When I sit back and really think about the legacy I want to leave in this world, I automatically think of two things. 1) I want my kids to know I always tried to do my best and 2) I want everyone to know that nothing good I have ever done came from me. The result of those thoughts tonight, prompted this blog entry.
I've gotten criticism/concern in the past about my participation in the Susan G Komen 3-Day. Some of it is legitimate and relates directly to what I am going to share with you. Some of it is just plain hurtful, like when it was said that my place was at home with my kids and not out participating in these types of events. And some was toward the organization itself. I am not going to take the time in this blog to discuss the second or third types of concern or criticism. But I am going to share about the first, because what happened this year was nothing short of a miracle - and I need you to know that.
I've participated in four 3-Day events. Two being in Philly, and two being in Tampa Bay. In 2010 I walked in Philly and injured myself. The route there is tough, with a lot of hills. I trained hard that year and was completely disappointed when I had to pull myself off the route or risk being red carded and unable to walk into closing (for those who aren't aware, a red card=removal from the event for reasons of health). I finished the 3 days with bursitis on my right hip and a sprained IT band. I don't blame the event for this injury, I blame myself. I didn't stop when I should have - pride got in the way. I committed to having a new attitude in 2011, and tried to just accept my physical limitations. I signed up to do Tampa Bay with the understanding that I wouldn't be able to train as I had in the past, and that I would have to be ok with not walking 60 miles. It was a goal I had to give up.
Shortly before this years walk I got a phone call that my Aunt, a 10 year survivor, was in the hospital with congestive heart failure and her prognosis wasn't good. It scared me. I didn't want to think about my life without her. She told me that she shared with the Dr that she had to get better, because she HAD to get to the 3-Day and cheer on the walkers, and her niece. And she did. Three weeks before the walk I fell and injured my tailbone and spine. An xray showed that I had osteoarthritis in both of my hips and my spine, as well as disk deterioration - the disease had progressed. Two weeks before the walk I had a suspicious spot removed from my back, and one day before the walk I learned that this spot was precancerous. When I arrived in Tampa Bay I had given up any hope that this year would be anything amazing - I admitted defeat.
And then something happened.
I walked 60 miles.
I am not sure about a lot of things, but I am 100% positive that God set before me everything I would need to complete this task. The Medical Crew that knew exactly the treatment I needed at just the right time, the Safety Crew that said just the right thing when I needed to hear it, the cheerleaders who stayed to cheer us on even when we were last, the Pit, Sweep and Camp crews who encouraged and supported me, My family who poured out love on me, strangers who hugged me, survivors who inspired me, the church that had its service along the route, my team that never left me, and my daughter who motivated me to just keep going. I didn't complete this walk in my own strength, I am far too damaged and broken.

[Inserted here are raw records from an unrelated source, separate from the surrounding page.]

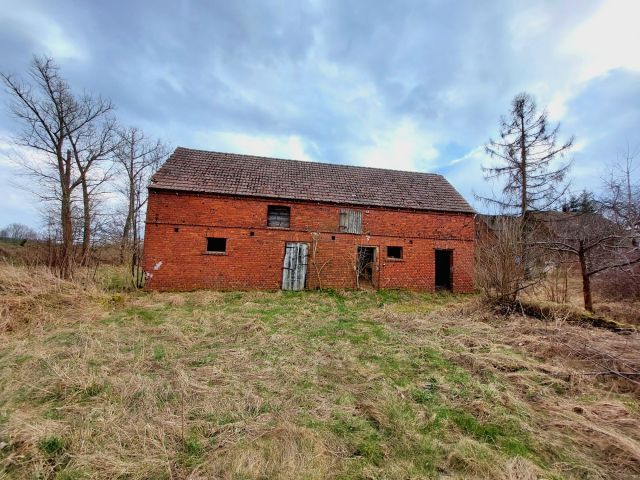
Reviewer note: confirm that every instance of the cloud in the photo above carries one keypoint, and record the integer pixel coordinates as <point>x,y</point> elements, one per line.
<point>290,147</point>
<point>415,85</point>
<point>398,147</point>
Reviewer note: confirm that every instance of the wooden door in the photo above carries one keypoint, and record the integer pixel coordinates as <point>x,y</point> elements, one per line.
<point>294,270</point>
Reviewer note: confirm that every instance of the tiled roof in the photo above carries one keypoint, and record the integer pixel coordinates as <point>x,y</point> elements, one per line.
<point>247,175</point>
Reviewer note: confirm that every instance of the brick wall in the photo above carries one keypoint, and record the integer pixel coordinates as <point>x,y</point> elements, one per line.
<point>178,225</point>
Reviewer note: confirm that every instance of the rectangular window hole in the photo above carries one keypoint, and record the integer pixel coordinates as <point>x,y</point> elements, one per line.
<point>215,244</point>
<point>278,216</point>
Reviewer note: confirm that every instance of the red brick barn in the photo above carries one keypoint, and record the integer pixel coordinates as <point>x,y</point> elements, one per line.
<point>224,221</point>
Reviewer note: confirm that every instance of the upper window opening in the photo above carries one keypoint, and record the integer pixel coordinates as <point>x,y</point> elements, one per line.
<point>215,244</point>
<point>351,221</point>
<point>278,216</point>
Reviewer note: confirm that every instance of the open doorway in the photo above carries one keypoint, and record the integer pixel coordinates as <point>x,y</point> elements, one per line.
<point>365,266</point>
<point>444,267</point>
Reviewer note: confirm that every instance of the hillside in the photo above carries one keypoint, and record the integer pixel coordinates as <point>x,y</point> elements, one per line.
<point>96,383</point>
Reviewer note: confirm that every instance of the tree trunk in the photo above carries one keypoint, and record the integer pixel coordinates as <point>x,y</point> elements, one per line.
<point>67,236</point>
<point>586,280</point>
<point>86,226</point>
<point>125,246</point>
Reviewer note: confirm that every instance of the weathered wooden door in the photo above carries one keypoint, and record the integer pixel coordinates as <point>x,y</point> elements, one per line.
<point>294,270</point>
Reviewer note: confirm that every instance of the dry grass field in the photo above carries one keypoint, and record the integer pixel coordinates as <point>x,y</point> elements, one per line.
<point>97,383</point>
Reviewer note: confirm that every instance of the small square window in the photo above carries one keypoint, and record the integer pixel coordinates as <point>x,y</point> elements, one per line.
<point>218,245</point>
<point>278,216</point>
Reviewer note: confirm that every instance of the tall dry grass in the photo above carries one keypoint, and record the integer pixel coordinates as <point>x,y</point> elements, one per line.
<point>101,384</point>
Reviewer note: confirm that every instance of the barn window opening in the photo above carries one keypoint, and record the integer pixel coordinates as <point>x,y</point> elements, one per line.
<point>351,221</point>
<point>278,216</point>
<point>217,245</point>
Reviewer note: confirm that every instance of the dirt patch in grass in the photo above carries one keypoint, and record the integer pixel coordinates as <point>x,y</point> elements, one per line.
<point>304,385</point>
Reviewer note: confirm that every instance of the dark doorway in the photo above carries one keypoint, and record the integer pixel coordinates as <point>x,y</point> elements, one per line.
<point>365,265</point>
<point>444,266</point>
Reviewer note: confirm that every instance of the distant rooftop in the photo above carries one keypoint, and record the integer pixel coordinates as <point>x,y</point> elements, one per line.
<point>247,175</point>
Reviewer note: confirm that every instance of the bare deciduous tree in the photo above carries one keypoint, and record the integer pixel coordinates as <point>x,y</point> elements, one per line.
<point>137,160</point>
<point>46,109</point>
<point>597,243</point>
<point>73,135</point>
<point>91,145</point>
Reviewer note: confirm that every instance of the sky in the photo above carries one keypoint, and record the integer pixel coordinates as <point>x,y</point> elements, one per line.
<point>410,85</point>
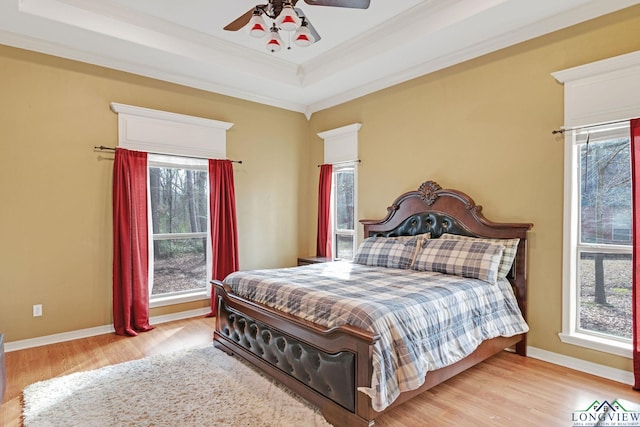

I finished because God carried me the entire way and he used those around me to ensure that I finished the task set before me.
I shouldn't have made it more then 5 miles. I should have ended up with debilitating pain. I should have failed in my mission. But I didn't.
And that... is a miracle.
Thank you to those who loved me, encouraged me, and supported me - and continue to. It means so much more to me then you will ever know. To the various crews and to those who walked with me, your passion and willingness to fight so hard for something is inspiring - never give up.